We can use a Python array to represent a fair coin, with the two possible outcomes being heads and tails. We can use Python to make choices at random and this is where NumPy comes in to play. In numpy, there is a sub-module called random that contains many functions that involve random selection. One of these functions is called choice. It picks one item at random from an array, and it is equally likely to pick any of the items.

In [18]:
coin = np.array(['Heads', 'Tails'])

In [19]:
two_thousand_tosses = np.random.choice(coin, 2000) #equal chance of heads and tails

In [20]:
np.count_nonzero(two_thousand_tosses == 'Heads')

994

#### Step 2: The Test Statistic

In order to decide between the two hypothesis, we must choose a statistic that we can use to make the decision. This is called the test statistic. While a number of statistics may be appropriate in various situations, in our scenario exploring the fairness of the given coin we could simply use |the number of heads - 1000|. We would then compare the observed number of this test statistic to what we see under the null hypothesis. 

#### Step 3: The Distribution of the Test Statistic, Under the Null Hypothesis 

The main computational aspect of testing hypotheses is figuring out what the values of the test statistic might be if the null hypothesis were true. The test statistic is simulated based on the assumptions of the model in the null hypothesis. That model involves chance, so the statistic comes out differently when you simulate it multiple times.

Let's use Python to create a simulation of tossing a fair coin 2000 times. In orded to increase the reliability of our simulation, it is important to repeat 2000 coin tosses as many times as possible. In order to do this 10000 times, we can use iteration which basically involves employing a for loop.



In [21]:
heads = np.array([]) #will collect our simulated values
for i in np.arange(10000):
    outcomes = np.random.choice(coin, 2000)
    num_heads = np.count_nonzero(outcomes == 'Heads')
    heads = np.append(heads, num_heads)

In [22]:
len(heads)

10000

#### Step 4: The Conclusion of the Test 

The choice between the null and alternative hypotheses depends on the comparison between what you computed in Steps 2 and 3: the observed value of the test statistic and its distribution as predicted by the null hypothesis. If the two are consistent with each other, then the observed test statistic is in line with what the null hypothesis predicts. If the data do not support the null hypothesis, we say that the test rejects the null hypothesis.

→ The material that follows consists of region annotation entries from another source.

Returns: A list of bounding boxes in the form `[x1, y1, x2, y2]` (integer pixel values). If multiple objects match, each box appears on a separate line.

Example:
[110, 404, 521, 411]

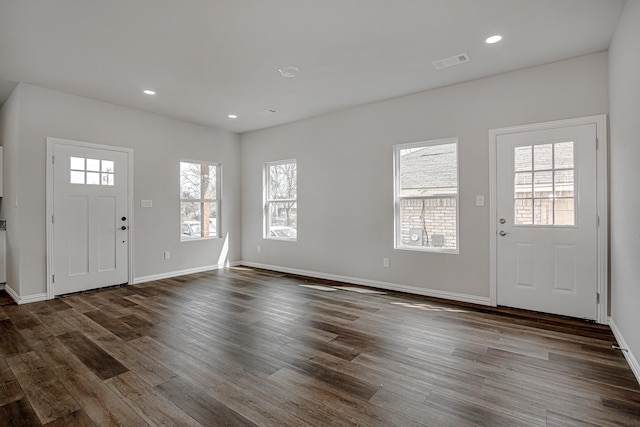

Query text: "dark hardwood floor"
[0, 267, 640, 427]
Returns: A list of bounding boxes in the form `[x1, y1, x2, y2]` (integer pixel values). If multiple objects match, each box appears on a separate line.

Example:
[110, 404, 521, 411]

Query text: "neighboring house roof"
[400, 143, 458, 190]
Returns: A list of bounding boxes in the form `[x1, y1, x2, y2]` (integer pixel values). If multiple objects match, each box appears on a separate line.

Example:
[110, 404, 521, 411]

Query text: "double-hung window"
[394, 138, 458, 253]
[264, 160, 298, 241]
[180, 160, 221, 242]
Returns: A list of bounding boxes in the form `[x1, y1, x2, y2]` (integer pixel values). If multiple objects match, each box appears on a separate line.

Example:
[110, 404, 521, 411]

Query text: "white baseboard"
[239, 261, 491, 305]
[609, 318, 640, 384]
[133, 261, 241, 284]
[4, 285, 47, 305]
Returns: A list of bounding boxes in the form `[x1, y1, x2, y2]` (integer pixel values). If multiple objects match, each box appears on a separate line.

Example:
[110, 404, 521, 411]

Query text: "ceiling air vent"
[433, 53, 470, 70]
[258, 108, 277, 117]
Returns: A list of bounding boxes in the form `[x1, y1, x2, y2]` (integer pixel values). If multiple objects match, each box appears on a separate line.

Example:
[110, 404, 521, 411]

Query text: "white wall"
[609, 0, 640, 380]
[0, 88, 20, 294]
[241, 53, 608, 302]
[3, 84, 240, 298]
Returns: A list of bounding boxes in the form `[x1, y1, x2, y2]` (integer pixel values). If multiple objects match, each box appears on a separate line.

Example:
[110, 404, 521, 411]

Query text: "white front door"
[51, 142, 129, 295]
[496, 124, 598, 320]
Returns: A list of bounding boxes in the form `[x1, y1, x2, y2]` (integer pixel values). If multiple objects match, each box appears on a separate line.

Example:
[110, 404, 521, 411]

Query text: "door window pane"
[513, 141, 576, 226]
[71, 171, 84, 184]
[513, 145, 533, 172]
[514, 199, 533, 225]
[69, 157, 115, 186]
[533, 144, 553, 170]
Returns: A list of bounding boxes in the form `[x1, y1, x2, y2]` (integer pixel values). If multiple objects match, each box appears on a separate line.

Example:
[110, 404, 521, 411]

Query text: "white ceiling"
[0, 0, 624, 132]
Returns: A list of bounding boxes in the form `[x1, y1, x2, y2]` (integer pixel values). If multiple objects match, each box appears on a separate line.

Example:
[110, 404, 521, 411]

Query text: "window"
[394, 138, 458, 253]
[513, 141, 576, 226]
[69, 157, 115, 186]
[180, 161, 220, 242]
[264, 160, 298, 241]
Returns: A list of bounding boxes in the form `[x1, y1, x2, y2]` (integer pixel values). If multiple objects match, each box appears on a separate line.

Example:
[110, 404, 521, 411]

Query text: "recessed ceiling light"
[278, 65, 300, 77]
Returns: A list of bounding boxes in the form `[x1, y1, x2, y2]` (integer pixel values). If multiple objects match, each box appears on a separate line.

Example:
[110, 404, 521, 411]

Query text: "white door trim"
[489, 114, 609, 324]
[45, 136, 134, 299]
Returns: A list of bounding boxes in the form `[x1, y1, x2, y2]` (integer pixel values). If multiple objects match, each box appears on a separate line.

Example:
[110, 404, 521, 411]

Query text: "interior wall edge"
[240, 261, 491, 305]
[609, 318, 640, 384]
[132, 261, 242, 285]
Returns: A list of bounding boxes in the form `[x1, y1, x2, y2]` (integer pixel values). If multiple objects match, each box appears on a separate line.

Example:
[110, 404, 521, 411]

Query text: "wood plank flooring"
[0, 267, 640, 427]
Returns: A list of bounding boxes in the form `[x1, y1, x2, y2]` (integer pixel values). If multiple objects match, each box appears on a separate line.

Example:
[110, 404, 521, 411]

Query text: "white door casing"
[490, 116, 607, 323]
[47, 138, 132, 298]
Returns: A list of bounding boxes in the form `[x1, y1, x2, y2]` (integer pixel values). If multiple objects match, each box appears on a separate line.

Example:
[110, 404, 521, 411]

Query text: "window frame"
[393, 137, 460, 254]
[178, 159, 222, 243]
[262, 159, 298, 242]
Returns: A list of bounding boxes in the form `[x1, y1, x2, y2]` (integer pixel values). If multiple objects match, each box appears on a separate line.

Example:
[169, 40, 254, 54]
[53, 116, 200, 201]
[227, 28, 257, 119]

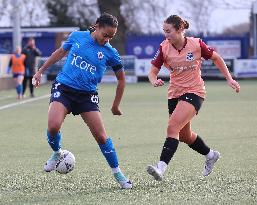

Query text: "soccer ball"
[55, 150, 76, 174]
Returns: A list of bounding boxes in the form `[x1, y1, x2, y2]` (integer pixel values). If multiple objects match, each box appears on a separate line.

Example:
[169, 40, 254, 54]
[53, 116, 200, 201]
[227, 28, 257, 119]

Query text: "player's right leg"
[147, 101, 196, 181]
[44, 101, 68, 172]
[81, 111, 132, 189]
[179, 122, 220, 176]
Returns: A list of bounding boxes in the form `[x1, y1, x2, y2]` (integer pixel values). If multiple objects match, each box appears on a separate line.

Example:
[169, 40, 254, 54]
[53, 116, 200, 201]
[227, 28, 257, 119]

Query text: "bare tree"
[0, 0, 49, 27]
[121, 0, 173, 34]
[98, 0, 127, 54]
[175, 0, 216, 35]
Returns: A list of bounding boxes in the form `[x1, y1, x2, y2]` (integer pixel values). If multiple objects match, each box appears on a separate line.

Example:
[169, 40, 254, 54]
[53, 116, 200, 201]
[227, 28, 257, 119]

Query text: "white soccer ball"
[55, 150, 76, 174]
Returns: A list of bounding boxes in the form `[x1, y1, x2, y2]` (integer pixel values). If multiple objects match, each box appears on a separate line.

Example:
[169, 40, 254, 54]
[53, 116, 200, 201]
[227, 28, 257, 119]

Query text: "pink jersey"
[152, 37, 213, 99]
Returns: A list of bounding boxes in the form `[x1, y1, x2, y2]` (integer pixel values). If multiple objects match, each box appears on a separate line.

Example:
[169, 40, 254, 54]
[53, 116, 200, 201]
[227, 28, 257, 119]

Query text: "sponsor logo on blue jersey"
[71, 54, 96, 75]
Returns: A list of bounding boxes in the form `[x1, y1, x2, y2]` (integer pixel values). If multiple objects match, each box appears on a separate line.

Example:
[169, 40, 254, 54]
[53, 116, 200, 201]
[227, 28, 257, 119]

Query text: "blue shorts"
[168, 93, 204, 115]
[50, 81, 100, 115]
[13, 73, 24, 78]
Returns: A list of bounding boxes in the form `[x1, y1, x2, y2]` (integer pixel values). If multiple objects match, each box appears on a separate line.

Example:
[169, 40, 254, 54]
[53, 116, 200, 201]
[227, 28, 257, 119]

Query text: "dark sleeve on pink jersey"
[151, 46, 164, 69]
[199, 39, 214, 60]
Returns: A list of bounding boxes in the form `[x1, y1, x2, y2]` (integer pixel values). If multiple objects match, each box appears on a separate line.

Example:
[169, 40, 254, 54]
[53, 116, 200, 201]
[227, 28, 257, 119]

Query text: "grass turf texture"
[0, 80, 257, 205]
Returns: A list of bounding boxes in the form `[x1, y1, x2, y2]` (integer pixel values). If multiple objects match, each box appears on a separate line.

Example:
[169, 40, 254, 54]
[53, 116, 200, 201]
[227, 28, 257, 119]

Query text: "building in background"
[0, 27, 79, 57]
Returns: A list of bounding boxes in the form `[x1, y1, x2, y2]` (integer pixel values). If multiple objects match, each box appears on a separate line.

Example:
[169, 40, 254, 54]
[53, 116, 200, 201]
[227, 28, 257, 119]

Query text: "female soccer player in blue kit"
[31, 13, 132, 189]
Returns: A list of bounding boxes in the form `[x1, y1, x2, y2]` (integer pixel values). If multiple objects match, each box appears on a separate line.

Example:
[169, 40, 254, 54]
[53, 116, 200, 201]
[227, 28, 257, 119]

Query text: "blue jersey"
[56, 31, 123, 91]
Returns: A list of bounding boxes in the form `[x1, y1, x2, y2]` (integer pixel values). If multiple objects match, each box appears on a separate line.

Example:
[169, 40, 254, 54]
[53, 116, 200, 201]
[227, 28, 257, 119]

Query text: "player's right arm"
[148, 46, 164, 87]
[32, 47, 69, 87]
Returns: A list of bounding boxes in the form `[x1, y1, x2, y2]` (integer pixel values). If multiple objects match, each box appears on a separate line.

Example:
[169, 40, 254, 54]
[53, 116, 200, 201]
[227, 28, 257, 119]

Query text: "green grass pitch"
[0, 80, 257, 205]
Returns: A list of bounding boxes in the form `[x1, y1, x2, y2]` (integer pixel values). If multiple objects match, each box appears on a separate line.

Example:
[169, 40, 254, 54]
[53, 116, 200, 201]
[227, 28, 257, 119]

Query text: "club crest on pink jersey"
[186, 53, 195, 61]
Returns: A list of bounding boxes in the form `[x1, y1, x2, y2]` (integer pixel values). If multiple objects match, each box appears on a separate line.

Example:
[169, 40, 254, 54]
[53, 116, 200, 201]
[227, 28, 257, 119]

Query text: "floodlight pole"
[252, 1, 257, 58]
[12, 0, 21, 51]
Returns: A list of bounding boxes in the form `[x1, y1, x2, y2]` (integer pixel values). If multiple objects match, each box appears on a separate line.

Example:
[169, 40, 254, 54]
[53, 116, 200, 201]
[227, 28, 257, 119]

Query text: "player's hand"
[111, 106, 122, 115]
[152, 79, 164, 87]
[32, 72, 42, 87]
[227, 78, 240, 93]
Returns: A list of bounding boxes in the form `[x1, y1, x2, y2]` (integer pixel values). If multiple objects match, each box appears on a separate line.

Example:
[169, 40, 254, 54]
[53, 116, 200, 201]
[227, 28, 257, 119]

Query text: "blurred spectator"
[22, 38, 41, 97]
[9, 46, 26, 99]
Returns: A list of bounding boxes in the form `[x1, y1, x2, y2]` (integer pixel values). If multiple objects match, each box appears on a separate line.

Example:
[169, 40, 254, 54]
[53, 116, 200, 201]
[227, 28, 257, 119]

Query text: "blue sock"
[99, 138, 119, 168]
[47, 130, 62, 152]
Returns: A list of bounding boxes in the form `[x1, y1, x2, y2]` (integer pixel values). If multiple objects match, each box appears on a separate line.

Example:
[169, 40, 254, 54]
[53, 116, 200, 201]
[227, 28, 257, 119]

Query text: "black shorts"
[50, 81, 99, 115]
[168, 93, 204, 114]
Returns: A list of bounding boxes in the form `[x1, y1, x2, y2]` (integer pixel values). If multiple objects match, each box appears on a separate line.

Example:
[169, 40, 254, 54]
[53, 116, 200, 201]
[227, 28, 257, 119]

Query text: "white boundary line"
[0, 94, 50, 110]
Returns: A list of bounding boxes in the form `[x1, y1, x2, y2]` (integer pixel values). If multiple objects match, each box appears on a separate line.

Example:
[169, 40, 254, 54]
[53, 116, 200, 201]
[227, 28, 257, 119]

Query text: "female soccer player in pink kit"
[147, 15, 240, 181]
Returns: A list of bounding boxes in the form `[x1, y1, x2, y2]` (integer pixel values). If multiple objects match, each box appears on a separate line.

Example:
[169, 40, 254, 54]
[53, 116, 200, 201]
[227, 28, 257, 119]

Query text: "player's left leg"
[81, 111, 132, 189]
[17, 75, 24, 99]
[179, 122, 220, 176]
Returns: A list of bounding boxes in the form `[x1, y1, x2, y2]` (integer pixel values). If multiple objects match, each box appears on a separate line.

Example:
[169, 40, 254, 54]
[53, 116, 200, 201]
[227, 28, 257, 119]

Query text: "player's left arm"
[199, 39, 240, 93]
[211, 51, 240, 93]
[111, 69, 126, 115]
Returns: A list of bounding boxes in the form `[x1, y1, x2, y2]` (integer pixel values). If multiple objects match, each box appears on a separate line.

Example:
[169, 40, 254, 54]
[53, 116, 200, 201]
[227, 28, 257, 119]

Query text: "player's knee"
[48, 121, 60, 136]
[167, 125, 179, 136]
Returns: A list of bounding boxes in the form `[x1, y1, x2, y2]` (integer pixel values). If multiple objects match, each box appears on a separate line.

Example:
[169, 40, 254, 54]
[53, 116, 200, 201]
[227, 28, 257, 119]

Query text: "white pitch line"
[0, 94, 50, 110]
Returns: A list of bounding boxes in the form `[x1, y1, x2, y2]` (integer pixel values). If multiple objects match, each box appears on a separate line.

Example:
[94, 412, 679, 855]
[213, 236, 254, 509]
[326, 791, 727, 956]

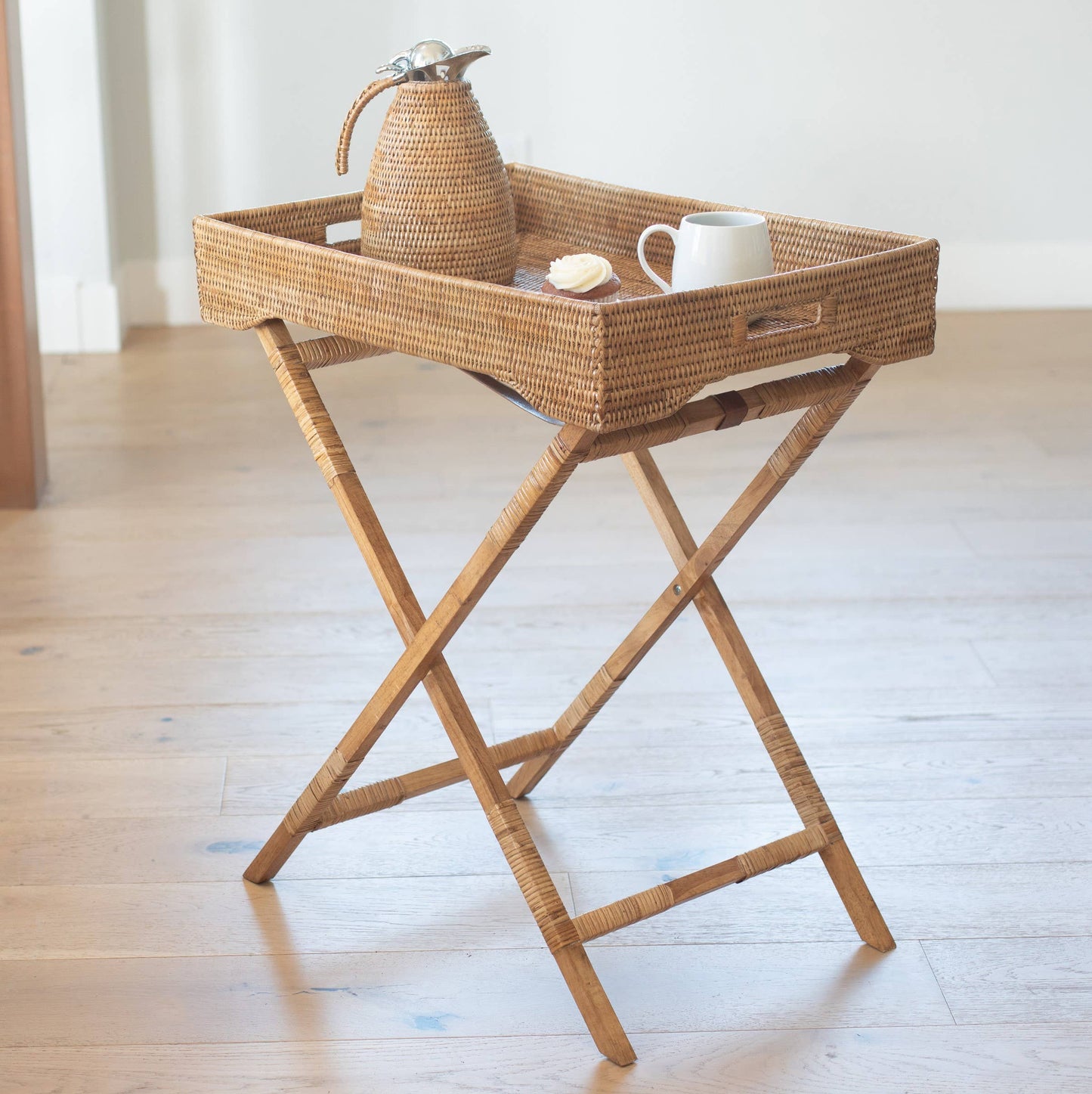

#### Deciding whether the observed value of the test statistic and its distribution under the null hypothesis are consistent (p-value, cutoffs)

In [23]:
observed_test_stat = abs(1000 - 950) #where 950 is the observed number of heads
observed_test_stat

50

In [24]:
test_statistic_simulation = abs(heads - 1000)
test_statistic_simulation

array([37., 23., 18., ..., 14., 25., 22.])

Next, we'll try to find the chance of getting heads less than, or equal to, 950 times or more than, or equal to, 1050 times. 

In [25]:
np.count_nonzero(test_statistic_simulation >= observed_test_stat)/10000 #10000 is the number of reptitions

0.0264

The chance that we would get heads 950 times or less, or 1050 times or more, is < 5% when we flip a fair coin 2000 times, under 10000 simulations. This chance is called the observed significance level of the test aka the P-value. 

The P-value of a test is the chance, based on the model in the null hypothesis, that the test statistic will be equal to the observed value in the sample or even further in the direction that supports the alternative

If a P-value is small, that means the tail beyond the observed statistic is small and so the observed statistic is far away from what the null predicts. This implies that the data supports the alternative hypothesis better than they support the null.

##### Convention

If the P-value is less than 5%, it is considered small and the result is called "statistically significant."
If the P-value is even smaller – less than 1% – the result is called "highly statistically significant."

By this convention, our p-value of 2.75% is considered small and the result is indeed 'statistically significant'. Therefore, the null hypothesis in our experiment is not supported and the difference between the number of heads cannot be concluded to be solely due to chance.